Dominic Damian’s family appears to be more conventional.
Sometime the house rings with music as the family plays together – Dominic and his eldest twin daughters – Shoba and Sheila – on the violins, his wife Jessie on the piano and the two youngest, Amanda and Camden, on the tambourine and drums.
Anyone peeping in the window at this warm, intimate family scene straight out of Dicken or Louisa May Alcott would probably never be able to guess that all the children are adopted, and little Amanda is HIV positive.
Dominic was in his car on World Aids Day in 1998 when he heard the DJ talking about a HIV-positive baby girl who was abandoned by her mother. The 43-year-old man, who had already adopted a pair of twin girls pulled over to the side, called his wife and asked her: “Do we have space for another one?”
He mentioned the special circumstances, Jessie agreed. There was always room for another one.
In two weeks, they took little Amanda home from the hospital.
“It was a five-minute decision. No child should be without a parent,” Dominic pointed out.
He admitted that having a HIV-positive child is extremely challenging as one has to be extra disciplined with her health as well as her medication regime. But there is no other distinction made between the children.
“The only way a HIV-positive person could infect another is through a blood transfusion or sex. Of course, we tell her older sisters, to be careful and inform us quickly if Amanda should get a cut, but frankly, the virus only survives a few seconds outside. So there is little threat of contamination. And to them, she’s just another sister.”
Dominic said that they are a happy family, although the parents live everyday with the fact that one of their children will be taken from them eventually. “We’re already seeing deterioration in her health as she is not gaining weight and growing very little.

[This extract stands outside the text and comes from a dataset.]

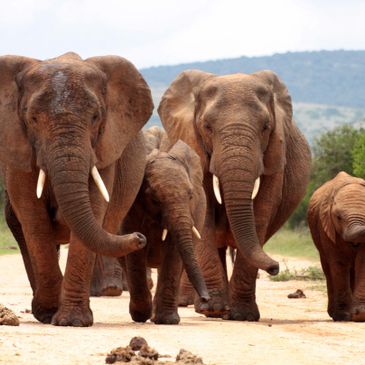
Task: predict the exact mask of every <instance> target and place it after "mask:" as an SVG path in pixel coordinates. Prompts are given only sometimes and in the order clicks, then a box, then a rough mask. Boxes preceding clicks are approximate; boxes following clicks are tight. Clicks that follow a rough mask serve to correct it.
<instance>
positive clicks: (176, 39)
mask: <svg viewBox="0 0 365 365" xmlns="http://www.w3.org/2000/svg"><path fill="white" fill-rule="evenodd" d="M0 11H1V13H0V54H1V55H3V54H18V55H24V56H30V57H34V58H38V59H46V58H52V57H55V56H58V55H60V54H62V53H64V52H67V51H74V52H77V53H79V54H80V56H81V57H83V58H86V57H90V56H97V55H106V54H117V55H120V56H123V57H126V58H128V59H129V60H131V61H132V62H133V63H134V64H135V65H136V66H137V67H139V68H142V67H148V66H157V65H166V64H178V63H182V62H184V63H185V62H192V61H205V60H213V59H222V58H232V57H239V56H262V55H271V54H273V53H283V52H287V51H305V50H310V51H311V50H321V49H327V50H334V49H361V50H364V49H365V1H364V0H332V1H330V0H271V1H270V0H250V1H243V0H241V1H240V0H181V1H175V0H150V1H148V0H128V1H124V0H79V1H77V0H73V1H72V0H0Z"/></svg>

Last year, she had a brain tumour,” he said sadly.
Wasn’t it an incredibly challenging decision to adopt a HIV-positive child? “We empathise with anyone who is in trouble and I always believe any child we see must be treated as our own. There is no courage involved in that,” he shrugged nonchalantly.
Dominic and his wife are committed to ensuring that for whatever length of time she is around, today at least, is as happy as they can make it.
A typical Friday would see him coming awake at nine in the morning (Dominic, who owns a music shop and gives violin and guitar lessons, stays up until three practicing the violin), having a quick shower, and then rushing to pick the two older girls up for their violin lessons.
“I make sure I see them in the afternoon, share a meal and if I don’t, then I go back early at night, play catch and hide and seek with them. You should see this old man running and jumping around,” he chuckled.
Then it’s bedtime, where they are thrown on the bed for a good tickling session, after which Dominic tells them three bedtime stories to put them to sleep. “I make these stories up from the top of my head, and they are usually follow-up episodes each night.”
During the holidays, they go hiking in the jungle where they camp out. For the shorter school holidays, he piles the kids onto a bus and they take day-trips out to small towns like Batang Berjuntai. “We walk around, explore the town, and have a meal, just simple little things like that, which are incredibly fun.”
He said that as long as his kids are around, they will be his “…blood, breath, heart and soul”.
“My greatest strength is my love for them. They are the foundation of my existence.”